Bu sorulara sosyal bilimler içinden, doğru ve etik olanı yücelterek birtakım cevaplar uydurulabilir, bu olumlu bir yol doğurabilir mi bilmiyorum, olumusuz sonuçlarını ise düşünceye ket vuran bir hal almaya başlayan politik doğruculukta görebiliriz. Evrensel olmayan, şu anda büyük çoğunluk tarafından dalga dahi geçilen bir değer yargıları bütününün ne kadar gerçek olabileceğini düşünelim. Bir de şunu düşünelim, bir gün gelip de politik doğruculuk tüm insanlık tarafından benimsenirse, şu anda ona karşı olan insanlar ve karşı olma sebeplerini doğuran bilişleri nereye gitmiştir? Böylesi bir şey bir kültürel soykırım mıdır? Kültürel soykırım politik olarak doğru mudur? Evrensel bir niteliğe kavuştuysa bu en başından beri gerçek midir?

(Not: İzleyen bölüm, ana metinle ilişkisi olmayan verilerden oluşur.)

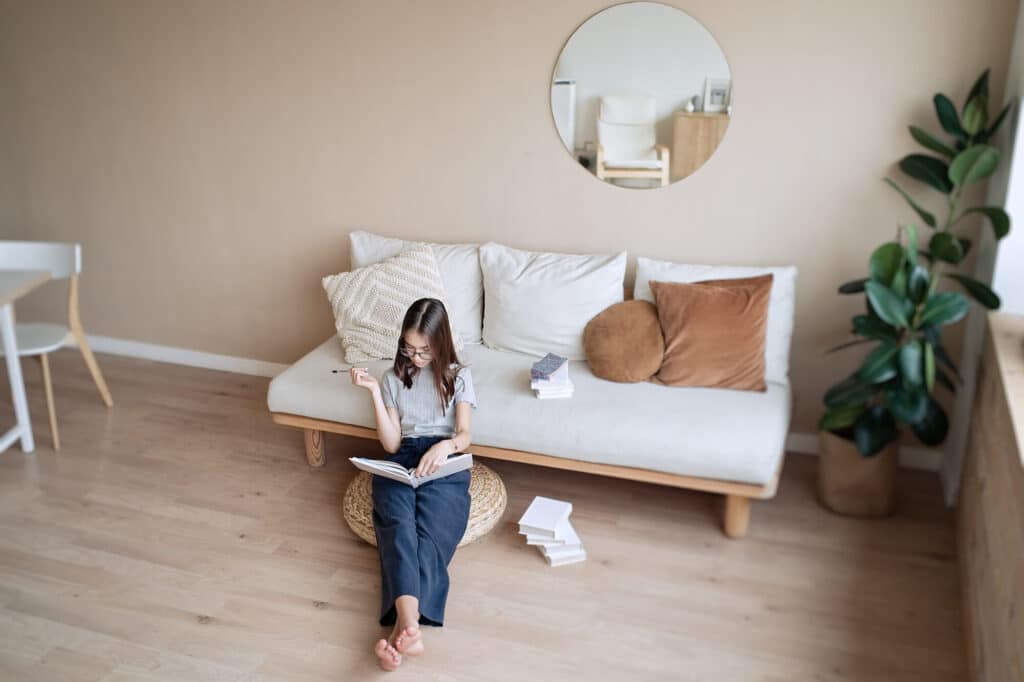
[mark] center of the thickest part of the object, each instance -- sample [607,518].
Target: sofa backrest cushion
[460,268]
[370,303]
[541,302]
[781,303]
[714,332]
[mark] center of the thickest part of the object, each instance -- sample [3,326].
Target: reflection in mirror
[641,94]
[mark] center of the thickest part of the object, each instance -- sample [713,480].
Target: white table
[13,285]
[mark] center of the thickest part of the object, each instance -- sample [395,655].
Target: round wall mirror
[641,94]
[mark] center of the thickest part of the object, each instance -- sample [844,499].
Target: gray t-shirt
[420,407]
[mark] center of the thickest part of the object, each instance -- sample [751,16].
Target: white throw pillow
[781,302]
[370,303]
[460,267]
[540,302]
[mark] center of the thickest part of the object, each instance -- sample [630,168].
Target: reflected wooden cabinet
[694,138]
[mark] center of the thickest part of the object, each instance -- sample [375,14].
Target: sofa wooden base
[737,496]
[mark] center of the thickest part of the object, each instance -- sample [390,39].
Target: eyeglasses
[410,352]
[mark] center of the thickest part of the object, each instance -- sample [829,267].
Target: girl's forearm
[461,440]
[389,436]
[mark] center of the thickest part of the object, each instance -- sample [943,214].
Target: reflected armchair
[627,145]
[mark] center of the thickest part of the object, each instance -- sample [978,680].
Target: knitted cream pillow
[370,302]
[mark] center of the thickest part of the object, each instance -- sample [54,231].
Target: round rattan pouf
[487,501]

Çerçeve daha da genişledikçe bütünüyle belirsiz bir alana girilir. Ben kimim? Neredeyim? Nasılım? Sen kimdir? Varlığın kaynağı nedir? Sonsuzluk nasıl olup da olabilir, ya da sonsuzluk dışında bir temel nasıl olup da düşünülebilir? Bunlar ve benzeri sorular da bu yazının doğrudan sorunu değildir. Bu yazıda gerçeği onunla kurduğumuz ilişkide arayalım, bunu gerçeği bulmak için de yapmayalım, çünkü gerçek ele geçirilemez bir sevgilidir.

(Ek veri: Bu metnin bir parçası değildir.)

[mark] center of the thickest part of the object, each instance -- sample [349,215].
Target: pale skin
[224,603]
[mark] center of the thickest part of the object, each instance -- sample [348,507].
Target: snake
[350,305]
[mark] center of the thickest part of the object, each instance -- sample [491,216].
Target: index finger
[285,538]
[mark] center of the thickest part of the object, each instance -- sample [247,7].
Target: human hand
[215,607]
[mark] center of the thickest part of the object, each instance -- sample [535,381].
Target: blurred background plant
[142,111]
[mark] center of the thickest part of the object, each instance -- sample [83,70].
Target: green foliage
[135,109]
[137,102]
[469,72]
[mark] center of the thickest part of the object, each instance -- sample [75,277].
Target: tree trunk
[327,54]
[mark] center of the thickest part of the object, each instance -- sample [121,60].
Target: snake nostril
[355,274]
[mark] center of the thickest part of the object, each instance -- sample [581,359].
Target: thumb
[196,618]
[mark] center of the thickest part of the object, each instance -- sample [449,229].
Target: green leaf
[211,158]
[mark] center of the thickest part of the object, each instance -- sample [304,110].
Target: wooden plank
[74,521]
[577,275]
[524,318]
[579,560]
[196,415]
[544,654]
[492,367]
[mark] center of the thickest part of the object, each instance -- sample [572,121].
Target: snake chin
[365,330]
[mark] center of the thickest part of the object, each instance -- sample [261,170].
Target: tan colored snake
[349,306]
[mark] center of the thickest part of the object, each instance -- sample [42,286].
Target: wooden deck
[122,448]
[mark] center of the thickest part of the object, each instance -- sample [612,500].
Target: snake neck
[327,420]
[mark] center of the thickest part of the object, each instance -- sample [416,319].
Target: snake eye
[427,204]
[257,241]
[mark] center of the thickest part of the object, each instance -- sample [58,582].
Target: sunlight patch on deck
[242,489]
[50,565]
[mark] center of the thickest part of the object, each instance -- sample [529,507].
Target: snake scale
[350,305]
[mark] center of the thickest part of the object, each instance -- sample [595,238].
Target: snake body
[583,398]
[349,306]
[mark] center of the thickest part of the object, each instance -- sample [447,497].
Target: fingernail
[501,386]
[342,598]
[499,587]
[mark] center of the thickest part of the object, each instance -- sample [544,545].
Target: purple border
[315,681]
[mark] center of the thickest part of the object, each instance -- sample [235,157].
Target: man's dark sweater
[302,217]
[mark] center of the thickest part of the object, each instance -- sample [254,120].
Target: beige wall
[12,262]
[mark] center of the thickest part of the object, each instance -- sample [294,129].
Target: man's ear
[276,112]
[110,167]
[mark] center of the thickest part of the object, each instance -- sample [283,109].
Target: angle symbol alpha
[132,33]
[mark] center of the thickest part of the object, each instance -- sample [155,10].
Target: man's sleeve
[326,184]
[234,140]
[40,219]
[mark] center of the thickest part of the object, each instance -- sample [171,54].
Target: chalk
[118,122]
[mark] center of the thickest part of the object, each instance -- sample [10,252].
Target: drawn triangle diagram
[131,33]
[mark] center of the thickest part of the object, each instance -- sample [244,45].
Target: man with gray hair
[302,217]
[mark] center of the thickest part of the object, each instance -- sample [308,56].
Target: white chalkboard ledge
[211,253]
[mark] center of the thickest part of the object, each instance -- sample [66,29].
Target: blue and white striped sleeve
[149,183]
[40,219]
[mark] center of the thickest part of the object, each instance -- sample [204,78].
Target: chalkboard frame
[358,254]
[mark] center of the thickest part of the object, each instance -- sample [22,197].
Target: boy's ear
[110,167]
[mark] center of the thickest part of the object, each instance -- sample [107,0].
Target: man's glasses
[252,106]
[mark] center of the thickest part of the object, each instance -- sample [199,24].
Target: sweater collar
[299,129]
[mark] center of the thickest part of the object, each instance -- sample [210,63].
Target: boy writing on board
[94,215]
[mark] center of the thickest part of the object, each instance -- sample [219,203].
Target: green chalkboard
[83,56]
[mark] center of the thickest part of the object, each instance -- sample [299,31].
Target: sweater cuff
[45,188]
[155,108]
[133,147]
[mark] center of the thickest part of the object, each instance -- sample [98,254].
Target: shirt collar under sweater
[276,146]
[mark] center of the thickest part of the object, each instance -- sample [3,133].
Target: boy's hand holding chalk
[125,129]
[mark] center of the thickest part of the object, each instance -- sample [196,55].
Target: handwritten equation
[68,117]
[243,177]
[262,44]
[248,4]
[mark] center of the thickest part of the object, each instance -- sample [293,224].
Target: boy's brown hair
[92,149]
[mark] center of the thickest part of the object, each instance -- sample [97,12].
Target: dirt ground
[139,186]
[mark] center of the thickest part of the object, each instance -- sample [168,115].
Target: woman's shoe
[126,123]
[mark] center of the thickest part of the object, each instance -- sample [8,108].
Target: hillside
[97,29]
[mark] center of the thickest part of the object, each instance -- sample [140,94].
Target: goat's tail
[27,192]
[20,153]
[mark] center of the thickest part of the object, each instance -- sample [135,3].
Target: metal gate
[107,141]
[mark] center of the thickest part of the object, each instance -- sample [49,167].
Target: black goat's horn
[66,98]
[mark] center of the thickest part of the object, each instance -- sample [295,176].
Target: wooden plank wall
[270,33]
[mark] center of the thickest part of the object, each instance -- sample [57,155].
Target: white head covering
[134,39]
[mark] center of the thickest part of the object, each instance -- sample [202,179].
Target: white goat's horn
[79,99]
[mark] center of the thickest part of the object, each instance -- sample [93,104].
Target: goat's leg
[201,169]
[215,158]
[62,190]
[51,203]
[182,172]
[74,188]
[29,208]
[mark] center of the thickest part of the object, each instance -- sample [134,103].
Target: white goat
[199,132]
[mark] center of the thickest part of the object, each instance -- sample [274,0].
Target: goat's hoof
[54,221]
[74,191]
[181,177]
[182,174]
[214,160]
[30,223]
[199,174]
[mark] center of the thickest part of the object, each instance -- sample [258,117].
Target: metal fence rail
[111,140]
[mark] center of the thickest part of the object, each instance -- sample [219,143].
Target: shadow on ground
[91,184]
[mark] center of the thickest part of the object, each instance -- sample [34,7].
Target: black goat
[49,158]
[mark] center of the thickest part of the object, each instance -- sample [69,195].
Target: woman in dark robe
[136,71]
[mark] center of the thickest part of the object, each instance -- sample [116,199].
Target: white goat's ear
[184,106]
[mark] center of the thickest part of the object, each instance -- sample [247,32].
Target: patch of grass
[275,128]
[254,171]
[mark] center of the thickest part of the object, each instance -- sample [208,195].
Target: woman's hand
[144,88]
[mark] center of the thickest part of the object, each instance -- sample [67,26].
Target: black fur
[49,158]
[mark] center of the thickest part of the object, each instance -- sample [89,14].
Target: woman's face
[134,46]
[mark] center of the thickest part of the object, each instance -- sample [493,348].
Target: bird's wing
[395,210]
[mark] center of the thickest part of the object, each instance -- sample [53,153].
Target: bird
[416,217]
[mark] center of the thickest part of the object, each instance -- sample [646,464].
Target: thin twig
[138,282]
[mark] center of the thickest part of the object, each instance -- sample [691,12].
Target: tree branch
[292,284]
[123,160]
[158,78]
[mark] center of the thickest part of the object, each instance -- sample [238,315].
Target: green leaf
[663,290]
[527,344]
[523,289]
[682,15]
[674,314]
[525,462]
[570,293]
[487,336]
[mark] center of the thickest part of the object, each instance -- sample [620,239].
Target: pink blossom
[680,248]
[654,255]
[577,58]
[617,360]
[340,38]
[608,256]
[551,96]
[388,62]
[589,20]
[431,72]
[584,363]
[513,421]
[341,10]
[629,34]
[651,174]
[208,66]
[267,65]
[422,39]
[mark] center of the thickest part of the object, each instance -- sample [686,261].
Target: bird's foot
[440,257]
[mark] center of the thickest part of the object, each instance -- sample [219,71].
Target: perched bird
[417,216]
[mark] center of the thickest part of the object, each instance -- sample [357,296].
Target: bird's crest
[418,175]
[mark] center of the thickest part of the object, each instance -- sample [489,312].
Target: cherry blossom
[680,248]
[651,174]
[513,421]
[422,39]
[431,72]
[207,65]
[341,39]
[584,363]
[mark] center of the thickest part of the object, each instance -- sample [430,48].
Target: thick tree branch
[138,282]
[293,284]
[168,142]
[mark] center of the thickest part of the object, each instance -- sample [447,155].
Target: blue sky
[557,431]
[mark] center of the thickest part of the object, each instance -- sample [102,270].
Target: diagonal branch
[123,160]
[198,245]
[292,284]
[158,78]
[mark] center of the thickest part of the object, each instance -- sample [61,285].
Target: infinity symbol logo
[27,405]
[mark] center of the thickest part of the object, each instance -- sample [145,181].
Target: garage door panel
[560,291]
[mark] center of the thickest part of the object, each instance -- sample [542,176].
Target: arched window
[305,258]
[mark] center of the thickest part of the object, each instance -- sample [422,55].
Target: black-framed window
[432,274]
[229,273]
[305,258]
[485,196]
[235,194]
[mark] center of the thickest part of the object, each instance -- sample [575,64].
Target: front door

İlk olarak şunu söylemek gerek belki, bilinmeyen tam olarak bilinmeyen değildir, çünkü odadaki fil örneği burada geçerlidir. Bugüne dek üretilmiş olan bütün sanat eserleri bunun bir parçasından bahseder. Bu parçalanmış ve bütün insanlığa bir parçası dağıtılmış bir elmas gibidir. Tütün dükkânından yüzü kireç gibi çıkan ve dükkânda ne gördüğü hakkında bir daha hiç konuşmayan Tristan Tzara'yı düşünün. Tzara'nın gördüğü şey muhtemelen Tütüncü için sıradandır, fakat bu Tütüncünün bir çeşit üst insan olmasını gerektirmez, Tzara'nın deneyimlediği bazı şeyler, eğer konfor alanından çıkacak olursa, Tütüncüyü aynen Tzara gibi beyaza boyayacaktır.

Gerçeklikle kurduğumuz ilişki daha yukarıda da belirtildiği gibi bir yok sayma, çerçeveye alma, soyma, indirgeme ilişkisidir. Normal olan kişi bu doğrultuda hayatına devam edecek ve Tzara gibi ömrü boyunca bir elin parmaklarını geçmeyecek sayıda ani karşılaşmalar yaşayarak bu parçalanan elmastan, büyük sırdan payını alacak, sırrın kutusunu kilitleyip kutuyu bir nehre atacak ve yaşadıkları silik bir anıya dönüşürken bu yaşantının tortusuyla normal yaşamına devam edecektir. "Rüyamda parkta bankta otururken gördüğüm adam ertesi gün parkta bankta oturuyordu." Metafizik abartılacak bir şey değildir. Bir şey varsa (fizik) ötesi berisi (metafizik) de vardır. Deli ise sırrın kilitlendiği kutunun içinde yaşamaktadır.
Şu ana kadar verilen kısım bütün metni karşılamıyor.